Beide Mannschaften konnten zuletzt vier Spiele in Folge nicht gewinnen, wodurch der Aufsteiger auf den letzten und die Mittelhessen auf den 11. Tabellenplatz abrutschten. Eine Verunsicherung war in den ersten Minuten bei Grün-Weiß aber nicht zu spüren und die Wetzlarer Jungs starteten hellwach in die Auswärtsspartie. Nach 55 Sekunden traf Olle Forsell Schefvert erstmals für die Mittelhessen.
Kai Wandschneider musste weiterhin auf Routinier Filip Mirkulovski verzichten, der sich in Quarantäne befindet.

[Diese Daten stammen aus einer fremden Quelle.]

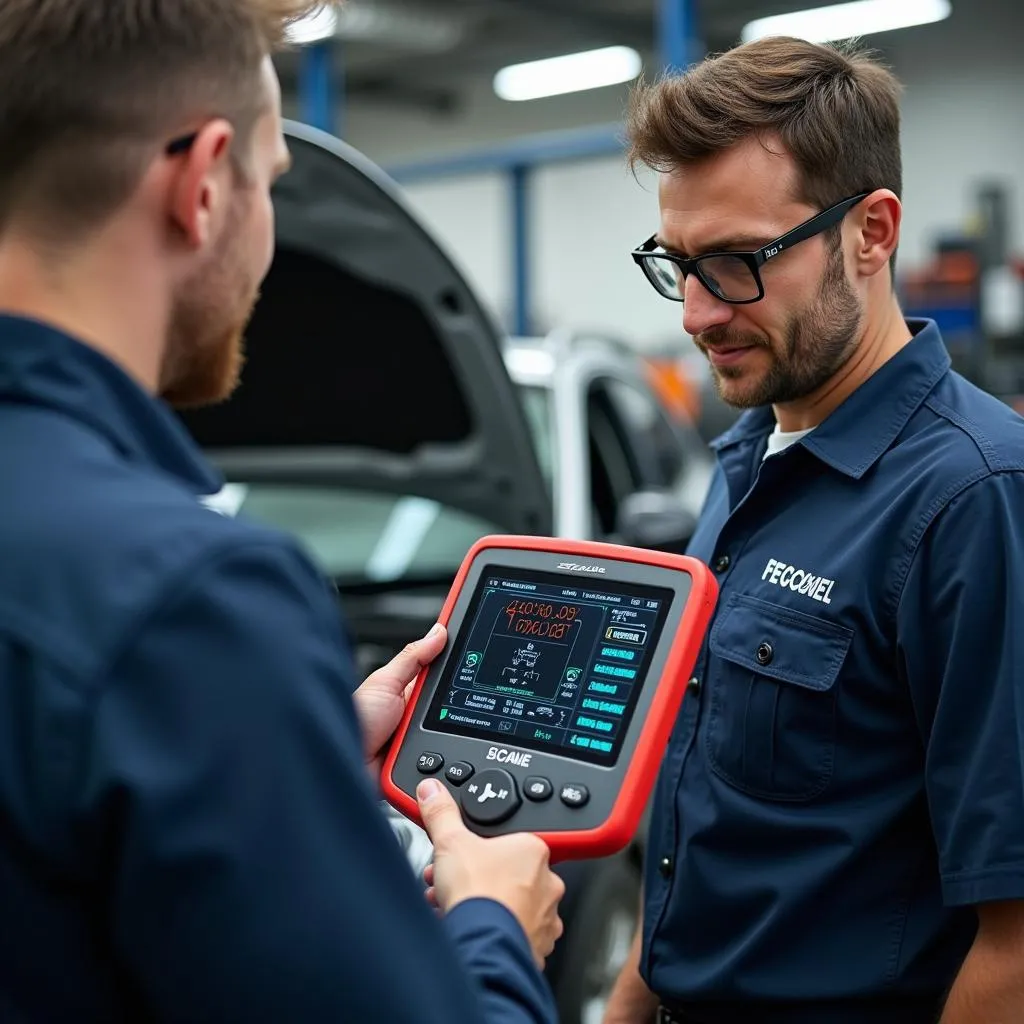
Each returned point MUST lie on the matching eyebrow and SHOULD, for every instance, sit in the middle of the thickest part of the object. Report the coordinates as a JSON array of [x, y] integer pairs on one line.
[[741, 243]]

Mit Anton Lindskog und Stefan Cavor kehrten die beiden besten Feldtorschützen der Grün-Weißen nach überstandenen Verletzungen in den Kader zurück. Cavor setzte dann Lindskog mit schönem Pass direkt zum 2:0 in Szene.

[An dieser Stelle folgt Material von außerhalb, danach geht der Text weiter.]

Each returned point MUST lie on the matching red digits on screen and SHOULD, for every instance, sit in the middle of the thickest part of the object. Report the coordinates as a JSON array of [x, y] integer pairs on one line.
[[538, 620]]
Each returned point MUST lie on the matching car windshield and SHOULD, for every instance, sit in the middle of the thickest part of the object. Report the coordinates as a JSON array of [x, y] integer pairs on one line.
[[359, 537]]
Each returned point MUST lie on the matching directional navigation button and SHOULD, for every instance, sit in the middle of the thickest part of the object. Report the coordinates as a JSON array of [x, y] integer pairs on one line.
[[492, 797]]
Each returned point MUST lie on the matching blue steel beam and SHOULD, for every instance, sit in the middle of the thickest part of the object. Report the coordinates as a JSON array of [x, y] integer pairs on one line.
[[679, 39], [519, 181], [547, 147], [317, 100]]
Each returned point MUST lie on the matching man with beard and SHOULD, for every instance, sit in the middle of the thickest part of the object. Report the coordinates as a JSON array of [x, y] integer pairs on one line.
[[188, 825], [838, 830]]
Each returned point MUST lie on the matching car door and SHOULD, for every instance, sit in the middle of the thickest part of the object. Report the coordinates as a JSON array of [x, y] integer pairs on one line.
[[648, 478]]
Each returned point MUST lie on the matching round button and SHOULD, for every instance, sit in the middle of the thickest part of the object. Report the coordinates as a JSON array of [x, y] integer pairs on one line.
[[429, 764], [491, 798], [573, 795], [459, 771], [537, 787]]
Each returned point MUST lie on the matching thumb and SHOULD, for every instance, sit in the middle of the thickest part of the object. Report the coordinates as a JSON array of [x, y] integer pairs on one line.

Maximilian Holst verwandelte einen Siebenmeter nach fünf Minuten zum 3:0. Die Coburger konnten per Strafwurf und Tempogegenstoß zum 2:3 verkürzen. Durch vier Tore in Folge von Kapitän Kristian Björnsen zogen die Wetzlarer zum 3:7 weg.
Durch starke Abwehraktionen, zwei Toren von Holst und dem ersten Tor von Cavor konnten sich die Wetzlarer Jungs zum 5:10 absetzen. Alois Mraz legte daraufhin die erste Auszeit des Tages. Besonders sehenswert traf dann erneut Cavor zum 6:11 nach 18 Minuten aus dem linken Rückraum. Coburg kam in dieser Zeit nur per Siebenmeter zu Treffern, wie Billek per Heber zum 7:11. Spielmacher Magnus Fredriksen setzte mehrfach Björnsen auf Außen in Szene, so auch zum 7:12. Lindskog und Björnsen erhöhten nach 22 Minuten zur Sechs-Tore-Führung. Die Hausherren konnten nochmal verkürzen und es ging mit einer grün-weißen 17:13-Führung in die Kabine.

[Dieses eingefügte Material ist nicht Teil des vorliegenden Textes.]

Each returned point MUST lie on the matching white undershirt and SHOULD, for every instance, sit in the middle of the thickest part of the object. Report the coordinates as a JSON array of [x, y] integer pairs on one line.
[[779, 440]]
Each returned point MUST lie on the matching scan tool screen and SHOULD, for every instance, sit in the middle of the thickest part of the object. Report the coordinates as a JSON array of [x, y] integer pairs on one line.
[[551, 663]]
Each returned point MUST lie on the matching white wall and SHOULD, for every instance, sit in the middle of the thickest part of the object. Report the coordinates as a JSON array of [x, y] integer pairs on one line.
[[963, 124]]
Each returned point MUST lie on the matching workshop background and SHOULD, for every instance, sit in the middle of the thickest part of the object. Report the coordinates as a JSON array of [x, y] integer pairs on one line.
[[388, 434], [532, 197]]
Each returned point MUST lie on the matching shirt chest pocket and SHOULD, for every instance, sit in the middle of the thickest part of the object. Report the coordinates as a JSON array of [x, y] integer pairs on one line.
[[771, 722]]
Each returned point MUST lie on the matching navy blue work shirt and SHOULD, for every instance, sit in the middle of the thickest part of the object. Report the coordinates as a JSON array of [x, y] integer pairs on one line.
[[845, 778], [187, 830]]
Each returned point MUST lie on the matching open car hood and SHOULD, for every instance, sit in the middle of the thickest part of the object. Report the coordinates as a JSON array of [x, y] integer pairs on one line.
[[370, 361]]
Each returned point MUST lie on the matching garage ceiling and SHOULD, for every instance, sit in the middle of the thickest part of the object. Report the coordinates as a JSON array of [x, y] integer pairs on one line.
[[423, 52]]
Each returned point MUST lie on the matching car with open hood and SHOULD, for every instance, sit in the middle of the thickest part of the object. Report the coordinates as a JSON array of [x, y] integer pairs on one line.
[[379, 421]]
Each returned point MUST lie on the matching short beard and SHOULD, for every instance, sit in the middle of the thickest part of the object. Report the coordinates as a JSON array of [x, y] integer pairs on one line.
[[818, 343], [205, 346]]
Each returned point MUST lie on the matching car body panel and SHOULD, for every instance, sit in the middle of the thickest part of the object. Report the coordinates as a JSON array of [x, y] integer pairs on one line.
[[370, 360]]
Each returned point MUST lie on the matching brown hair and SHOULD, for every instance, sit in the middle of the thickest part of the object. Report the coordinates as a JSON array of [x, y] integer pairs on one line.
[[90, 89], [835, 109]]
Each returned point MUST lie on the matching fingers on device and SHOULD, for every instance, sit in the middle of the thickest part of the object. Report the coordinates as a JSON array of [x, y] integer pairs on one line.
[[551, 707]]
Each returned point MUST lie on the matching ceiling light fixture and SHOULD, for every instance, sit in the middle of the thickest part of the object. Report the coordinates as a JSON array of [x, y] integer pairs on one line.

Zu Beginn der zweiten Halbzeit konnte Coburg Boden gut machen, startete direkt mit einem Tor und hoffte, wieder ins Spiel zu kommen. Diesem setzte Maximilian Holst per Siebenmeter zwar schnell entgegen. Nach zwei Lattentreffern der Wetzlarer und einem technischen Fehler verkürzte Coburg allerdings zum 18:20 (37. Minute). Magnus Fredriksen brach den Bann mit einer Einzelaktion und einem schönen Pass zu Kristian Björnsen zum 18:22. (40. Minute). Mitte der zweiten Halbzeit wurde das Spiel wilder, die Coburger trafen immer wieder und Kai Wandschneider stellte auf den siebten Feldspieler und eine offensivere Abwehr um. Florian Billek verkürzte, die Gäste ließen sich nicht wieder abschütteln und Holst verwarf einen Siebenmeter. So konnte Coburg zehn Minuten vor Ende durch Pouya Norouzinezhad zum 25:25 ausgleichen. Im Angriff lief bei den Wetzlarer Jungs in dieser Phase nicht viel zusammen, wodurch die Hausherren nach 53. Minuten erstmals in Führung gehen konnte. Glücklicherweise konnte Stefan Cavor postwendend ausgleichen. Die Hausherren bewiesen durch Billek per Siebenmeter Nerven. In einer engen Schlussphase konnten immer wieder beide Mannschaften treffen. Eine Minute vor Schluss übernahm dann Kristian Björnsen mit seinem neunten Treffer Verantwortung und erzielte die 30:29-Führung. Der Coburger Trainer Alois Mraz nahm eine Auszeit, fand die richtigen Worte und seine Schützlinge warfen den Ausgleich durch Dominic Helm. Kai Wandschneider bat bei noch zwanzig Sekunden Restspielzeit zum Time-Out. In der letzten Aktion des Spiels konnten die Wetzlarer Jungs allerdings keinen Treffer mehr erzielen und mussten sich mit dem 30:30-Unentschieden zufrieden geben.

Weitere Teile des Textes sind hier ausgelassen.